Based on the results of the SSRD study, the contextual adjustments mentioned above were made to the PREPARE programme. Finally, the PREPARE programme was written up in the form of a published study protocol () [Citation17].

Discussion

This study aimed to explain the process of developing a complex intervention and the steps taken along the way to improve the quality of an intervention (PREPARE) to be studied in future RCT [Citation17]. We found that the first pilot intervention, the discussion in the research group and the SSRD study was invaluable in the contextual adaptation of the intervention for a subsequent RCT. Our intervention has been thoroughly planned in several steps. We used the MRC framework for developing a complex intervention to design and develop this new intervention [Citation15]. Although a time-consuming process, it is invaluable to construct the intervention stepwise and the process was essential for to the final outcome. However, by using this thorough design our RCT was delayed in starting time and other researchers should keep this in mind when planning to evaluate a new intervention. Despite this time-consuming process, we are very confident that the intervention delivered and the data from the RCT will as a result be more trustworthy and generalisable to the context of prehabilitation in lumbar spine surgery practice.
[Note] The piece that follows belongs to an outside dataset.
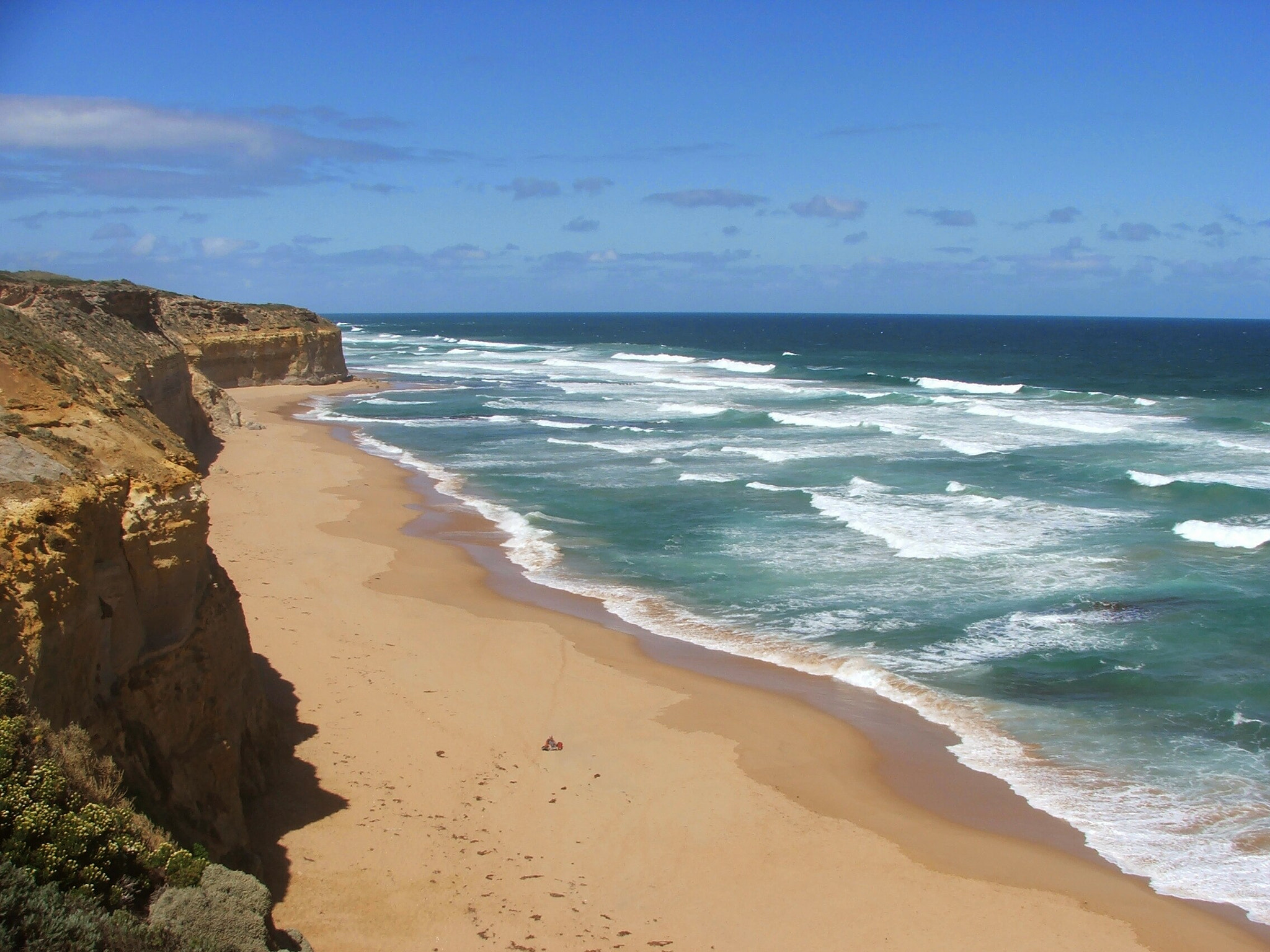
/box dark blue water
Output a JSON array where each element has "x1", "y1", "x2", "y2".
[{"x1": 321, "y1": 315, "x2": 1270, "y2": 922}]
High-quality research demands a collaborative and smoothly flowing process. Without good relationships, the implementation of a research project can be jeopardised [Citation47]. We would believe that the time spent on planning this project was a sound investment. We built a solid working process, identifying relevant stakeholders to be the gate keepers in the inclusion process and identifying possible differences at various inclusion sites of the RCT. It is necessary that the people involved in the project understand the purpose of the research. A recent study showed that if people involved in a project did not understand its real aim, and, therefore, had negative expectations, the study would have a poorer outcome [Citation48].
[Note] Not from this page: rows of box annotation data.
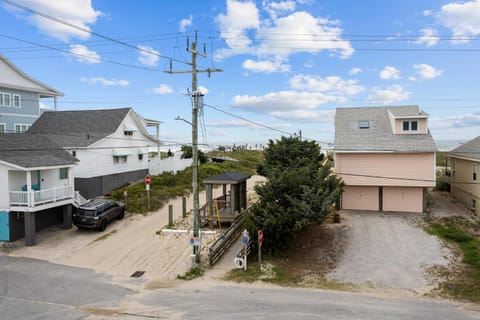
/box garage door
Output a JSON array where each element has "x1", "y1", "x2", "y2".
[
  {"x1": 342, "y1": 186, "x2": 378, "y2": 211},
  {"x1": 383, "y1": 187, "x2": 423, "y2": 212}
]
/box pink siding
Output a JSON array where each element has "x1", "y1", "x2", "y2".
[
  {"x1": 335, "y1": 152, "x2": 435, "y2": 187},
  {"x1": 342, "y1": 187, "x2": 379, "y2": 211},
  {"x1": 383, "y1": 187, "x2": 423, "y2": 212},
  {"x1": 395, "y1": 119, "x2": 427, "y2": 134}
]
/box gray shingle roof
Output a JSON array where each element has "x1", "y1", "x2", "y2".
[
  {"x1": 28, "y1": 108, "x2": 131, "y2": 148},
  {"x1": 335, "y1": 106, "x2": 437, "y2": 152},
  {"x1": 449, "y1": 136, "x2": 480, "y2": 159},
  {"x1": 203, "y1": 172, "x2": 251, "y2": 184},
  {"x1": 0, "y1": 133, "x2": 78, "y2": 168}
]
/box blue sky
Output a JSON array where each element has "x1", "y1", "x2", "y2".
[{"x1": 0, "y1": 0, "x2": 480, "y2": 150}]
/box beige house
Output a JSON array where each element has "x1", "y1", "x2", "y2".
[
  {"x1": 335, "y1": 106, "x2": 437, "y2": 212},
  {"x1": 448, "y1": 136, "x2": 480, "y2": 214}
]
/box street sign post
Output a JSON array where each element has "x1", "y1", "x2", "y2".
[
  {"x1": 258, "y1": 230, "x2": 263, "y2": 264},
  {"x1": 145, "y1": 175, "x2": 152, "y2": 211}
]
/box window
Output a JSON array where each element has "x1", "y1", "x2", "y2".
[
  {"x1": 411, "y1": 121, "x2": 418, "y2": 131},
  {"x1": 358, "y1": 120, "x2": 370, "y2": 129},
  {"x1": 113, "y1": 156, "x2": 127, "y2": 164},
  {"x1": 402, "y1": 120, "x2": 418, "y2": 131},
  {"x1": 15, "y1": 124, "x2": 30, "y2": 133},
  {"x1": 0, "y1": 92, "x2": 11, "y2": 107},
  {"x1": 12, "y1": 94, "x2": 22, "y2": 108},
  {"x1": 60, "y1": 168, "x2": 68, "y2": 179}
]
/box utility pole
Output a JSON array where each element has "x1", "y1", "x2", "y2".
[{"x1": 166, "y1": 32, "x2": 223, "y2": 268}]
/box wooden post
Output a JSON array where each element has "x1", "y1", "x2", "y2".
[
  {"x1": 182, "y1": 197, "x2": 187, "y2": 218},
  {"x1": 168, "y1": 204, "x2": 173, "y2": 226}
]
In this study, treatment fidelity was understood as a process applied in the study design, training the provider, delivering of treatment, receipt of treatment and enactment of treatment skills [Citation30]. Possible threats to treatment fidelity were analysed and lessons learned from them lead to adjustment in the final treatment manual [Citation17]. This treatment manual was then to be tested in an RCT study design. Lessons learned from that study will contribute to further insights in terms of treatment fidelity.
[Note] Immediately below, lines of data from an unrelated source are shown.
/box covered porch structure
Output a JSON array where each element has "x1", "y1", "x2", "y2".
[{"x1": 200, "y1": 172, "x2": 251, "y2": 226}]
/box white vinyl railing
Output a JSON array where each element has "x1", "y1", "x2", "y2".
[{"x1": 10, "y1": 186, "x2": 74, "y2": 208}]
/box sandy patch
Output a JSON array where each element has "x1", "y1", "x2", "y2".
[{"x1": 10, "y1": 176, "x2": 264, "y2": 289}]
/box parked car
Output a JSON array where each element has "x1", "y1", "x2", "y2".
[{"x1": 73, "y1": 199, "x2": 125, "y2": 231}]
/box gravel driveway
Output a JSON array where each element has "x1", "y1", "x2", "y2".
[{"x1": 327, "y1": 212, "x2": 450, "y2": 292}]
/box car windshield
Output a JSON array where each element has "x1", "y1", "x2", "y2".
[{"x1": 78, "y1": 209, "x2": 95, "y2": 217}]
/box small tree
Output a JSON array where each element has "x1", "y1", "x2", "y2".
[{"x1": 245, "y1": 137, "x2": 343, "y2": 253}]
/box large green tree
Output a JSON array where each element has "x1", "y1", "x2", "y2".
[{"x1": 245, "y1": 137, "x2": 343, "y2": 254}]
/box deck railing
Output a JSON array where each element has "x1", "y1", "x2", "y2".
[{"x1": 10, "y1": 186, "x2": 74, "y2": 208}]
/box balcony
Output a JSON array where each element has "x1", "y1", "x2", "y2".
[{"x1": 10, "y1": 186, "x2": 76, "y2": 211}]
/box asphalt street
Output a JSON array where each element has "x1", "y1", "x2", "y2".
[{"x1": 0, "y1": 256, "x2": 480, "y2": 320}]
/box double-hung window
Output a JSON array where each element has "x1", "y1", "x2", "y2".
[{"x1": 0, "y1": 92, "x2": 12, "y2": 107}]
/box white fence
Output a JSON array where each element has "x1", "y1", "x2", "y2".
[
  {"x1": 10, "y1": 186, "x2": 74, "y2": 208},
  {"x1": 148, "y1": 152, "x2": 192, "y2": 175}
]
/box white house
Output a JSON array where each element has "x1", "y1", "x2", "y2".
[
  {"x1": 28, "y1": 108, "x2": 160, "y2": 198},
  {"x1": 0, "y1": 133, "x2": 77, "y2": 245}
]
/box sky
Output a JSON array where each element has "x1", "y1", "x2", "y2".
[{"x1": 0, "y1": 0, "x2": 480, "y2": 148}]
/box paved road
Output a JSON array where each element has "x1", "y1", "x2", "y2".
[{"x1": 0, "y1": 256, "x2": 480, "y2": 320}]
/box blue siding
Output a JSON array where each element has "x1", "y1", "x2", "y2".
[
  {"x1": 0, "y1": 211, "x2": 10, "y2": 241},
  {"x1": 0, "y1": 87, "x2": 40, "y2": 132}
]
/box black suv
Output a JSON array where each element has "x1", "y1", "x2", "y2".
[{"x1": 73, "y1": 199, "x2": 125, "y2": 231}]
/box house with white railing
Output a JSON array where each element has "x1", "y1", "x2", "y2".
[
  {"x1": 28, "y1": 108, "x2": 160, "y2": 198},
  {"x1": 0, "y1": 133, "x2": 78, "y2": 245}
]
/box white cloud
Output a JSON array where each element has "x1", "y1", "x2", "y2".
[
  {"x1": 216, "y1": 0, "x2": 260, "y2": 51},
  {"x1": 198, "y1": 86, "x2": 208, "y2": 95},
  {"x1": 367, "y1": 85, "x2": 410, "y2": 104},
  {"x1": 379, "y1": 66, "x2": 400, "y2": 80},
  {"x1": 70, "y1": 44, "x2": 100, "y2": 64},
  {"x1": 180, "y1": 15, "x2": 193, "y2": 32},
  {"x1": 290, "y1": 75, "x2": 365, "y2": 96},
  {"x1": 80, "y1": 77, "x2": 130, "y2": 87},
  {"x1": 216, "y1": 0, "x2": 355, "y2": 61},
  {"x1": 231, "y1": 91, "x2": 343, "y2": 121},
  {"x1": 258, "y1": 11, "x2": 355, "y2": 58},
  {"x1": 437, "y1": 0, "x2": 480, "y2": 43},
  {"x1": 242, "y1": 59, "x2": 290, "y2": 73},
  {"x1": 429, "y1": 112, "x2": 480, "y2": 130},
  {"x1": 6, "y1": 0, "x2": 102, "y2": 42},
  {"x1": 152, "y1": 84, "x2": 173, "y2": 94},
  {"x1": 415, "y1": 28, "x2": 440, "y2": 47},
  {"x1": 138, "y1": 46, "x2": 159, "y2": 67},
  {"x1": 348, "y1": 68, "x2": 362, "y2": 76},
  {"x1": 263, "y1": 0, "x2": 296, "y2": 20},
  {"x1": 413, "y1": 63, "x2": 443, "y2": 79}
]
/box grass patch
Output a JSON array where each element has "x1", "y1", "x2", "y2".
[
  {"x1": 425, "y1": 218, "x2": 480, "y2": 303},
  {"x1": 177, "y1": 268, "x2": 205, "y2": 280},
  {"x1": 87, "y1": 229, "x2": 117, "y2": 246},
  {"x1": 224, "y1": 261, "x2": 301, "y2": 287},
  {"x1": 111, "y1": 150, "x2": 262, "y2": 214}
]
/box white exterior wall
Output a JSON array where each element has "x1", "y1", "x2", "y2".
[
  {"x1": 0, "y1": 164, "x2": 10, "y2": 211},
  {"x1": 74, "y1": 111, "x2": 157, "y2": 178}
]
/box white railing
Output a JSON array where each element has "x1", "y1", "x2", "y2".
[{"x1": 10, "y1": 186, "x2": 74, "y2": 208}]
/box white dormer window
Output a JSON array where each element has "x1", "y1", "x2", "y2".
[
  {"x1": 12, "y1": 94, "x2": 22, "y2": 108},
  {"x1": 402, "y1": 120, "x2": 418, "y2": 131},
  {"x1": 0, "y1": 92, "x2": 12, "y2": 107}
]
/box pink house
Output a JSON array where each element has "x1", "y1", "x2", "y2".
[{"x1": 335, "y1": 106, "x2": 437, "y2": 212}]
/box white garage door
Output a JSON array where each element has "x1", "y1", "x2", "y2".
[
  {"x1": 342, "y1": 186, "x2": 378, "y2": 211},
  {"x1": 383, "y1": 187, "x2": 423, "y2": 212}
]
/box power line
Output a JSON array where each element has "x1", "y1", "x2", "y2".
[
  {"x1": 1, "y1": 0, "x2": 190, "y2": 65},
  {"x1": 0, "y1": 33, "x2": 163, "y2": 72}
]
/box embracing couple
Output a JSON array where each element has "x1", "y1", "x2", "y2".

Based on what we have learned from this study, we would make some final recommendations. First, we recommend that research peers use a structural framework, such as that of the MRC and plan ahead thoroughly for each step of their complex intervention [Citation15]. Second, we recommend our peers to include a process evaluation, and in particular identify contextual factors a priori and then plan for how to address these, as recommended by Moore et al. [Citation47]. Finally, we recommend our peers to share lessons learned in papers similar to this so that we can learn from each other and build a stronger case together.

Abbreviations
BMI=

Body mass index

LBP=

low back pain

DDD=

degenerative disc diseases

MIC=

minimal important change

MRC=

the Medical Research Council

ODI=

Oswestry Disability Index

PCS=

Pain Catastrophising Scale

PHODA=

Photograph Series of Daily Activities

PSFS=

Pateint-Specific Functional Scale

RCT=

Randomised Controlled Trial

SSRD=

Single Subject Research Design

Swespine=

the Swedish Spine Register

TSK=

Tampa Scale of Kinesiophobia

VAS=

Visuell Analogue Scale

Disclosure statement

The authors confirm that they have no competing interest to disclose.

Additional information

Funding

The study was supported with grants from AFA Research Funding No. 120216, The Eurospine Research Grants No TFR, 8-2014, 8-2014, The Swedish Research Council (VR) No 2015-02511, The Health and Medical Care Executive Board of the Västra Götaland Region (VGR) and Doctor Felix Neubergh grants.